Brian Pinaire is the author of the scholarly treatise The Constitution of Electoral Speech Law and the comic memoir This Is Not Your Father’s Fatherhood, as well as over eighty articles appearing in academic journals or at popular outlets such as McSweeney’s and The Huffington Post.
Pinaire holds a BA in politics from Whitman College and a PhD in political science from Rutgers University. He was formerly a tenured professor of political science at Lehigh University, in Bethlehem, Pennsylvania, where he taught courses on American politics and the United States Constitution. During his time at Rutgers and Lehigh, he received several awards for teaching and research.

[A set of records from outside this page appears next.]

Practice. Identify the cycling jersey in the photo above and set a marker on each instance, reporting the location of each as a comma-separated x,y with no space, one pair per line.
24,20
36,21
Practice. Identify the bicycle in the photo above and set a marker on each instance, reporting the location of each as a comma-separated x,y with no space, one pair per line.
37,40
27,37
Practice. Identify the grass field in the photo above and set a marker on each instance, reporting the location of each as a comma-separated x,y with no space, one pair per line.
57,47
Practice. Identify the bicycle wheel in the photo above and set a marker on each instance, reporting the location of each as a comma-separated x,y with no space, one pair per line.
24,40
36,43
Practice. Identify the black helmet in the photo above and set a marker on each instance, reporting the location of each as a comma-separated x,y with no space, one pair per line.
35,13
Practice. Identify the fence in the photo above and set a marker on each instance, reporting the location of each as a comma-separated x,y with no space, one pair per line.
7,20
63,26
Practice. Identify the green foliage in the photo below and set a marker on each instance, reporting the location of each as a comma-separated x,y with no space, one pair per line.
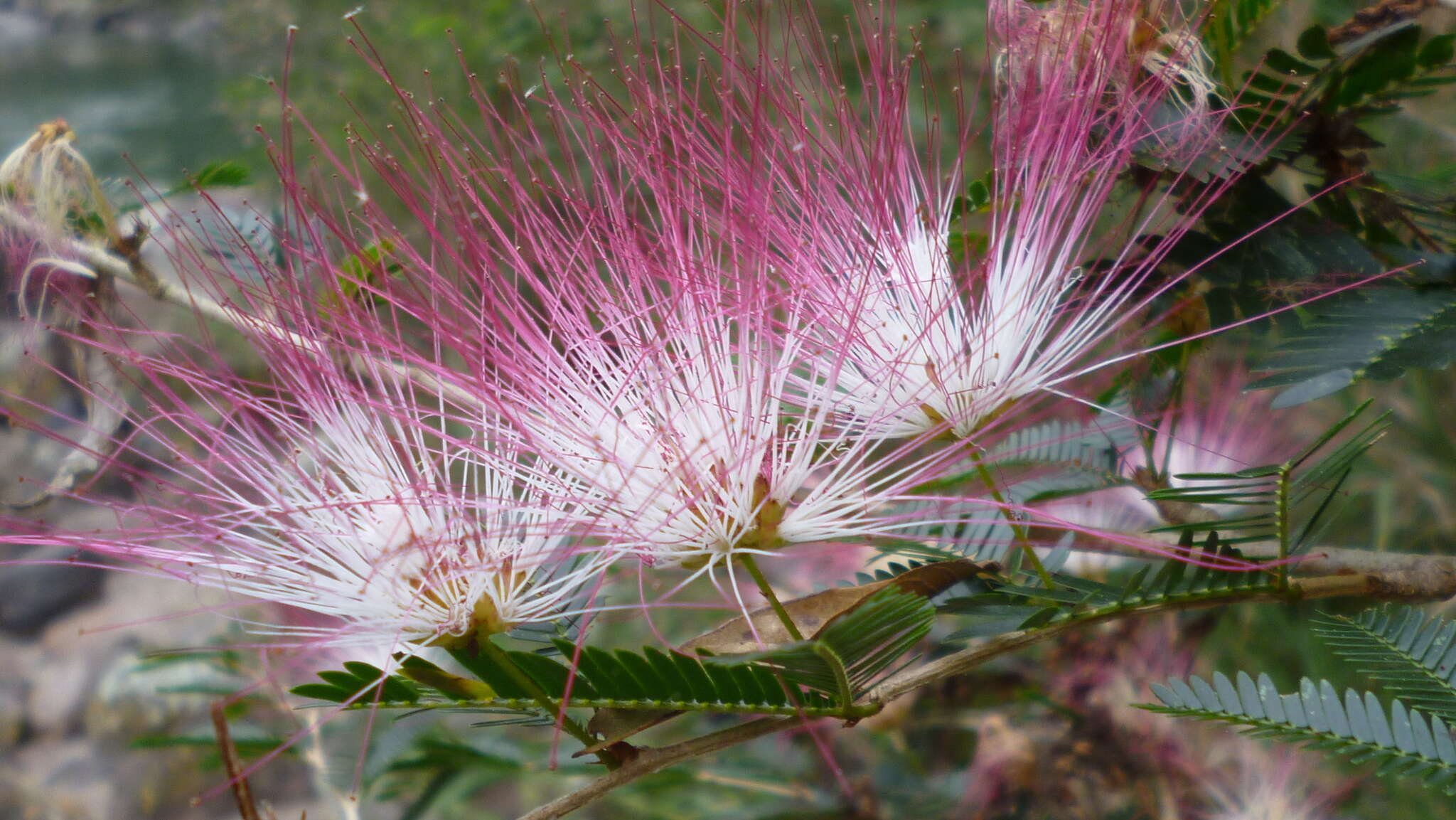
1411,656
1369,334
358,682
1233,21
846,657
833,671
1025,603
1406,745
1400,649
215,175
1273,494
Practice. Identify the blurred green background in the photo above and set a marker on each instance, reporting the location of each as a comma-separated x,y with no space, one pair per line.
164,86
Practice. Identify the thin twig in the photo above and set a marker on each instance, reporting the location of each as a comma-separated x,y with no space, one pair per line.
232,765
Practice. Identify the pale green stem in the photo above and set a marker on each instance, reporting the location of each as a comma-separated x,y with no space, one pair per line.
1018,531
768,592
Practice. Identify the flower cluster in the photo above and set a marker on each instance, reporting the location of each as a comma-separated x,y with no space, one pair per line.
744,312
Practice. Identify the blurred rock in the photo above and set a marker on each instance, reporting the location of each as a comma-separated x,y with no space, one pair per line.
34,595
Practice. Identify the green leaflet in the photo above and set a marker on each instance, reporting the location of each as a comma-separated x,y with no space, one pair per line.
1369,334
1403,742
1411,656
1032,606
1273,494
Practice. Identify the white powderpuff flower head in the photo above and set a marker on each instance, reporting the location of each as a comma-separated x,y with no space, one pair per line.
353,499
687,429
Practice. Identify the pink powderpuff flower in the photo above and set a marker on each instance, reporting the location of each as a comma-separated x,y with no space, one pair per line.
626,321
925,341
340,493
690,415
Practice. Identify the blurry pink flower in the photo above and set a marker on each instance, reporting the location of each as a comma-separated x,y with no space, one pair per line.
1211,430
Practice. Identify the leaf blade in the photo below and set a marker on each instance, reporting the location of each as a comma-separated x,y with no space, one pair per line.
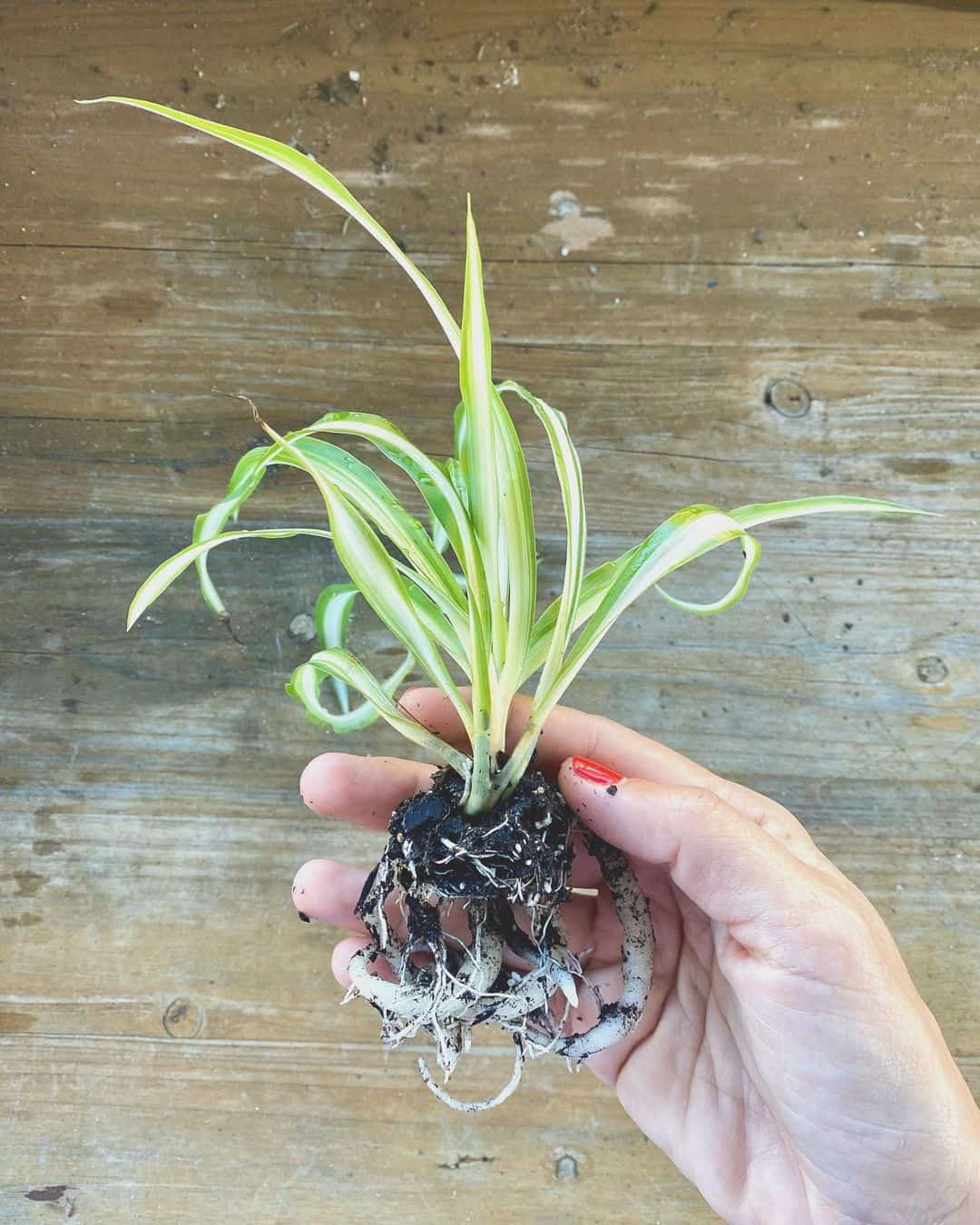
305,168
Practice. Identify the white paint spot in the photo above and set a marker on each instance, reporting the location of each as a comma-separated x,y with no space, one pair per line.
487,132
658,206
564,203
573,107
706,162
577,228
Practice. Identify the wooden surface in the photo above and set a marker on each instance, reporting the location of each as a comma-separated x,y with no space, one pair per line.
679,203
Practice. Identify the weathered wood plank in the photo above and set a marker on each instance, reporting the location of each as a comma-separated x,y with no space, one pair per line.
744,193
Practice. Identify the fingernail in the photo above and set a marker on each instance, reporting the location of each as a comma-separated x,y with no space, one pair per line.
592,772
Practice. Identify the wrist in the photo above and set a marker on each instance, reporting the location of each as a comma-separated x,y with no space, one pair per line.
966,1211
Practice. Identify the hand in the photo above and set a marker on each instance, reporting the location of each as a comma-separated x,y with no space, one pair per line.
786,1061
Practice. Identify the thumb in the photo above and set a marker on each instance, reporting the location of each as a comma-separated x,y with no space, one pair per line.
729,867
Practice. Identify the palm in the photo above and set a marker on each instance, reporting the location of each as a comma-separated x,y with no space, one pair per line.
723,1073
784,1060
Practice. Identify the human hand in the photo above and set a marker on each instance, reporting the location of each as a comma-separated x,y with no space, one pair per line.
784,1061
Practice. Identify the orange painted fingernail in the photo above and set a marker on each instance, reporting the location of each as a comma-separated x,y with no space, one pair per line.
592,772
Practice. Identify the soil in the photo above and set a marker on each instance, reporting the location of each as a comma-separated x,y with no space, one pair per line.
521,849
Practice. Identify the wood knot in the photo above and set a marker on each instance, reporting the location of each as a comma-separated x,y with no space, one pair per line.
931,671
788,397
182,1018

Since retiring from academia, Pinaire has worked as an author and freelance editor specializing in academic journal articles, dissertations, tenure/promotion packages, and self-published books. A native of Omaha, Nebraska, Pinaire has lived all over the United States but currently resides in Portland, Oregon, with his wife, their two sons, and the family’s adorable Australian Labradoodle. Before he got a dog, he would never have been the type to mention a dog in an author bio, but things change.

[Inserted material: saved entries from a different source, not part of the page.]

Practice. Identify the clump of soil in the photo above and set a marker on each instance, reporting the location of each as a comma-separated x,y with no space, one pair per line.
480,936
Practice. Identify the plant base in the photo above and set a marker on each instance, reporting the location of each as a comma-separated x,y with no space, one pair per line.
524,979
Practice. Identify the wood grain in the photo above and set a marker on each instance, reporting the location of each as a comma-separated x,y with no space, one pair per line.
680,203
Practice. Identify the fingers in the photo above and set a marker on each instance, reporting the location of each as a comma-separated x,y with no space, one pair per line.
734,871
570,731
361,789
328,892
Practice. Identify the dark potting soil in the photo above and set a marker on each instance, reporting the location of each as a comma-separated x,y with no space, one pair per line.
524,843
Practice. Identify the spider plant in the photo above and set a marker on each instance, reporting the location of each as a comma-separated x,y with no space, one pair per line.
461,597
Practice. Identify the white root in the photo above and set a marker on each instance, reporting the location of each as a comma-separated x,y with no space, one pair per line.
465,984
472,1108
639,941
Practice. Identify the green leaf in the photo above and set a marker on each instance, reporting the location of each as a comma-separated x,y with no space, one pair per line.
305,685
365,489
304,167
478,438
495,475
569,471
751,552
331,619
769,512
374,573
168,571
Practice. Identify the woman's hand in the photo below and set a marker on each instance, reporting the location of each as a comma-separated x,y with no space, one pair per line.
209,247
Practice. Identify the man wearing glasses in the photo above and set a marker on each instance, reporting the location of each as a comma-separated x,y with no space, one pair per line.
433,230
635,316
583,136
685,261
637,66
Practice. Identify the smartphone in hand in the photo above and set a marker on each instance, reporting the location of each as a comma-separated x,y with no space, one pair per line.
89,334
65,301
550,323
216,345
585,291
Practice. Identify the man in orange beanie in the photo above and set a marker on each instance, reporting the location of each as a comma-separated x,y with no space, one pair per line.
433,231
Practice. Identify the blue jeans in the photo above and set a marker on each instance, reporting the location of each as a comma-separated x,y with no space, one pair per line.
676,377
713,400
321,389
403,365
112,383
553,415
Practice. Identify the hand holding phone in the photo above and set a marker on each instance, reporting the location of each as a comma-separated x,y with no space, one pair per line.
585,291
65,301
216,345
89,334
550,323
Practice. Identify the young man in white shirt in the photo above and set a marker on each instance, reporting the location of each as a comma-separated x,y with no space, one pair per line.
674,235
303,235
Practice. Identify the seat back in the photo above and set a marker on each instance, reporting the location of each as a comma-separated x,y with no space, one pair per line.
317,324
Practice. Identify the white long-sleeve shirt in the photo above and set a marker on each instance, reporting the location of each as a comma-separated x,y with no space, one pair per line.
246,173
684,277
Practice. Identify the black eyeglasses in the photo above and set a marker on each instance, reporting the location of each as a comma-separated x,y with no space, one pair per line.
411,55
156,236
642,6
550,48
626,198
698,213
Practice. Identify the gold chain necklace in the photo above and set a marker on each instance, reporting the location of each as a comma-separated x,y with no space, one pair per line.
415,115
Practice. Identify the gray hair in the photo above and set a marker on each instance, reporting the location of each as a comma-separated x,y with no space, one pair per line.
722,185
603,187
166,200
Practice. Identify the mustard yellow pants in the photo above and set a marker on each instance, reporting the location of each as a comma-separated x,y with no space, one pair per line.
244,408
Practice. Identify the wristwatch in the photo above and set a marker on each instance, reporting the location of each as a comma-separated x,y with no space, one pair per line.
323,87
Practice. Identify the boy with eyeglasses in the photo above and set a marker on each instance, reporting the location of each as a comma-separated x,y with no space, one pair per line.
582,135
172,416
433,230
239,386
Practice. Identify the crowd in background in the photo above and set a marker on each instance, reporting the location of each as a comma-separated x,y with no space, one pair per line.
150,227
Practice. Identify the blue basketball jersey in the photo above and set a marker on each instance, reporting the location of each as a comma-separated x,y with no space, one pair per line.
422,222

This Is Not Your Father’s Fatherhood: A Comic Memoir
During the paternity leave he reluctantly took with his first child, Brian Pinaire expected to get a lot done. As a workaholic with absolutely no intuitive understanding of children, Pinaire figured the baby would nap all day, allowing him to be immensely productive away from the office. It’s funny how foolish you are until you become wise.
Not only did he not get much accomplished during this period, he started to feel okay with that, realizing new priorities in his life. A second paternity leave, three years later, reinforced this sentiment, as have his subsequent experiences as the primary caregiver in the home due to his more flexible work schedule.
Sure, he remembers when children’s songs weren’t burned into his brain, when he wasn’t referred to as so-and-so’s dad on the playground, and when two living and breathing deadlines didn’t steal away so much of his time. But he wouldn’t go back. He’s proud to have evolved from a (sometimes) self-centered jerk to a (mostly) self-aware father and husband.
Pinaire’s musings on masculinity, adjustment, anxiety, intimacy, pride, doubt, perception, reality, and everything in between make This Is Not Your Father’s Fatherhood a witty, insightful, and entertaining read for fathers, mothers, and anyone who appreciates humorous depictions of an old sight in a new light.